Helâli haramı karıştırdılar
Her seçim öncesinde Ak Parti'de bir "maddî" hareketlilik başlıyor. Bizzat R. T. Erdoğan poşet poşet Çaykur çayı dağıtıyor. Çaykur, Varlık Fonu'na devredilmişti. Varlık Fonu'nun başkanı da kendileri. (Sahi niye özelleştirilmedi? Bir Katarlı talip olursa ne yaparlar bilemiyorum!)
Sigarayla çayın keyfi başka olur! Ama...
Ali Erbaş, "Sigara haram!" dedi. Belki zararının şiddetini göstermek için böyle bir ifade kullandı. Bir Diyanet İşleri Başkanı'nın ağzından çıkan söz ölçülü olmalıdır. Hemen her kelimesi dine bağlanır. Onun "haram" sözüne ister istemez ilâhî bir anlam yüklenmiştir.
Bu tür olur olmaz "Katli vaciptir!", "Haramdır!", "Cehennemliktir"... sözleri dinin "kaplama alanı"nı daraltır. İnsanları "Din bu ise!..." deme noktasına getirir.
En büyük çelişkimiz "asrî zaman" ile "din" arasındaki derin uçurumdur. Biz zamanın getirdikleri karşısında ebkemiz; müçtehit geçinenler, dilimizi bağlamışlar, kulağımızı tıkamışlardır. "Güncelleme" sözü etsen, "Zinhar kâfirsin!" derler, karşımıza dikilirler. Reis bile, bir ara kimsenin itiraz edemeyeceği Mehmet Âkif'ten cesaret alarak "güncelleme" bahsine girdi; ancak arkası gelmedi.
Halkın gönlünü ferahlatacak bir izah getiremiyoruz; sadece korkutuyoruz.
Senin camilerde, hutbelerde, vaazlarda tıbbın sigara için verdiği hükmü anlatman mı tesirlidir, yoksa "haram" demen mi? Bir düşün!

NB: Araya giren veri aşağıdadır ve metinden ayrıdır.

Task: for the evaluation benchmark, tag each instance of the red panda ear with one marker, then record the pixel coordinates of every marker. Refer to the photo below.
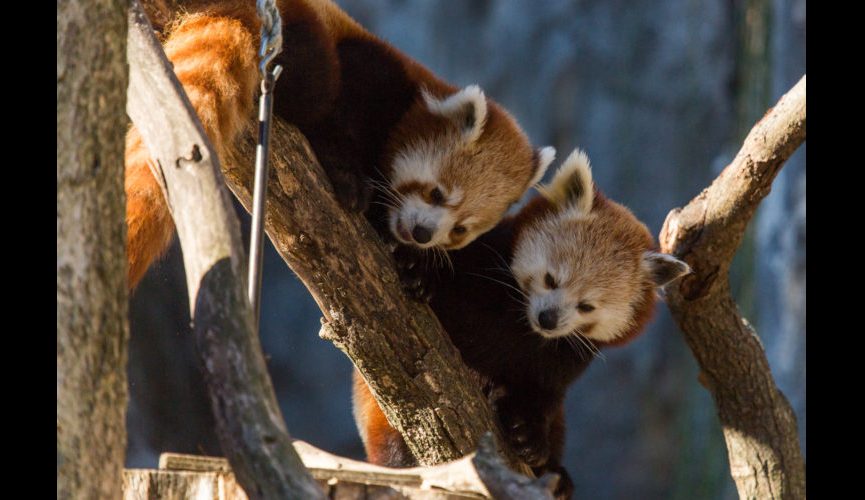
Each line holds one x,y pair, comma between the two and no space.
467,107
543,157
572,186
663,268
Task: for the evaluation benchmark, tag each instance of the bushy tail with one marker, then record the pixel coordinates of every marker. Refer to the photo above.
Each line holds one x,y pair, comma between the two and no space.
214,53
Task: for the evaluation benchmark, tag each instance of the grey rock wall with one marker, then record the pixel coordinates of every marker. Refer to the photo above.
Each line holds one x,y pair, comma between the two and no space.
650,90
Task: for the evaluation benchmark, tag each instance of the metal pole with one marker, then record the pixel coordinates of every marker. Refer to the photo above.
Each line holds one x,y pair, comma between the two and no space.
262,154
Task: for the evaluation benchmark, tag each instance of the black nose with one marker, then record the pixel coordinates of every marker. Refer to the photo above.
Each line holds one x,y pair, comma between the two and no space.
421,234
548,319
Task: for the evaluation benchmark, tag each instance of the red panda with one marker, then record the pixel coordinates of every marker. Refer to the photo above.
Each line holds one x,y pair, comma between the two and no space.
443,163
529,304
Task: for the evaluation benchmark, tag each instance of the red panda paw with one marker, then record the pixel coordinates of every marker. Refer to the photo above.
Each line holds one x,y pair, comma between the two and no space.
414,273
528,440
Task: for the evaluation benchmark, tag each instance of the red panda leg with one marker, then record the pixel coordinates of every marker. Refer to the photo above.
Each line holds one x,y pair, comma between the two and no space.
215,58
383,444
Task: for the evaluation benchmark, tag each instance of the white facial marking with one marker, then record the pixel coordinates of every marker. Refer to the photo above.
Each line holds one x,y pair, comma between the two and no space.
420,162
416,212
454,106
532,259
545,158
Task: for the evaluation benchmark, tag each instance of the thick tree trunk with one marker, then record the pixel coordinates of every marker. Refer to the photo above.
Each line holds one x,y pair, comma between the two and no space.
249,423
398,345
92,329
759,425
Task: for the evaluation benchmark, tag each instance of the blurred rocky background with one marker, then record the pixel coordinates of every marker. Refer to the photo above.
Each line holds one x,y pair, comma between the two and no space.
660,94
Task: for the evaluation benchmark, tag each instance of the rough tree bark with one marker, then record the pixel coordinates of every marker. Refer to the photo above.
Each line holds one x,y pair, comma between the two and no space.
759,424
397,344
479,475
249,423
92,329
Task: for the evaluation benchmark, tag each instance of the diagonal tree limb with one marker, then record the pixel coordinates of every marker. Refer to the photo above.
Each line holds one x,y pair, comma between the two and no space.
397,344
249,423
759,424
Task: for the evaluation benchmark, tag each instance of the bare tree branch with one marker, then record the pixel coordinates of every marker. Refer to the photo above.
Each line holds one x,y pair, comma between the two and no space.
92,301
759,424
479,475
249,423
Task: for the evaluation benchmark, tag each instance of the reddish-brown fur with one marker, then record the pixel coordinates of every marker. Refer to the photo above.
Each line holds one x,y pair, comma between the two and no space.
524,375
356,99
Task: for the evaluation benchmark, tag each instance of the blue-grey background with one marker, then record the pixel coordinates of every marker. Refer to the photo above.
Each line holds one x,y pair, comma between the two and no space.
660,94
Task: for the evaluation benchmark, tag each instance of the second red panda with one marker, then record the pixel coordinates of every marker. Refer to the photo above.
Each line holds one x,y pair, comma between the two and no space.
530,303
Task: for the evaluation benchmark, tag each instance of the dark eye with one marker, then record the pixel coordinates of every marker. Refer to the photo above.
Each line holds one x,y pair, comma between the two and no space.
436,196
585,307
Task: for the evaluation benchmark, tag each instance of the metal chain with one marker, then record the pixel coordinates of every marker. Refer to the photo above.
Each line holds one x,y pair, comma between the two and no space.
271,34
271,45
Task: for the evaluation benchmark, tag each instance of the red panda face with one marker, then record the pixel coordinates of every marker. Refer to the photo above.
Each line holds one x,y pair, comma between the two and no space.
585,267
459,163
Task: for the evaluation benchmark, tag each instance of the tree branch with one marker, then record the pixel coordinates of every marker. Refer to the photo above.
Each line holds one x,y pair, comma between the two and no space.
479,475
92,299
398,345
249,423
759,424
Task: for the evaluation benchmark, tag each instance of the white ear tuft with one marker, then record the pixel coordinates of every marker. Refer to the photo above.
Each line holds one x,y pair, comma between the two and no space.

Sigaradan bir eski tiryaki olarak nefret ederim. Kullandım ve "haram" olduğunu değil; zararlı olduğunu idrak ettim. Yanımda sigara içilmesine de tahammül edemem. "Günah" diye bırakmadım. Üstelik ramazanda iftardan sonra içilen sigaranın keyfini aldıktan sonra herhâlde Allah insanlara, ramazan mükâfatı olarak sigarayı göndermiş, diye bir an düşündüm bile! Zararı tıbben ispat edilmiştir. Onun için sigarayla mücadele esas alınmıştır. Mesele budur Ali Erbaş!

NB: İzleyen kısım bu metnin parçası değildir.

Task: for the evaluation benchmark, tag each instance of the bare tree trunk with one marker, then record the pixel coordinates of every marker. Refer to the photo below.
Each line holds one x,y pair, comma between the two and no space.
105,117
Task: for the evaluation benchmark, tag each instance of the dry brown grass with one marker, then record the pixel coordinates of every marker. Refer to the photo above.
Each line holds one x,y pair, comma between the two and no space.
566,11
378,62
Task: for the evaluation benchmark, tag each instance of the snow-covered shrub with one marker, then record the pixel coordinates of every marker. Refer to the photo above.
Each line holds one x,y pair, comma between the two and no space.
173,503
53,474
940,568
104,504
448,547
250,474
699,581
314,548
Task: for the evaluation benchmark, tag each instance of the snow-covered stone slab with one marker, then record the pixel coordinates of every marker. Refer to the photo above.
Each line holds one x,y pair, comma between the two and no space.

Sigaranın yoldaşı çay, poşet poşet dağıtılıyor!
Maddî karşılığı olan bir şeyin dağıtılması öteden beri beni rahatsız etmiştir.
Diyanet, dikkat ettiniz mi? Çok nadir rüşvet ve hırsızlık meselelerine giriyor. O da, işte arada laf ediyoruz, demek için... Niçin girmediklerini, girmek isteseler bile niçin giremediklerini cümle âlem biliyor.
Rejim değiştirme referandumundan önce -okumuşsunuzdur- Diyanet'e "... maddî karşılığı olan bir 'hediye' verilerek propaganda yapılması 'rüşvet' olarak değerlendirilebilir mi?" diye sormuştum. Din İşleri Yüksek Kurulu Başkanlığı şu cevabı (fetvayı) göndermişti... Bir daha aynen veriyorum:
"Cevap: E-postanızda sözünü ettiğiniz olayı rüşvet olarak değerlendirmek uygun değildir. Zira söz konusu paketi alan kişi, işaret edilen doğrultuda tercihini kullanmak zorunda değildir. Bilindiği gibi insanlar tercihlerini, hür iradeleri ile kimsenin görmediği, kapalı bir mekânda yapmaktadırlar. Tercih yapacaklara bir müdahale de söz konusu değildir."
Sonra şunu yazmıştım:
"Demek ki, oy için milyonlar dağıtılsa, nasıl olsa kapalı alanda oy kullanılıyor, rengini bilemeyiz, rüşvete girmez denecek." (Yeniçağ, 14 Nisan 2017).
Açıktan dağıtılan çay poşetleri... Kim bilir daha neler var.
Ey İslâmcılar! Her şeye ahkâm kesiyorsunuz, şimdi niye susuyorsunuz!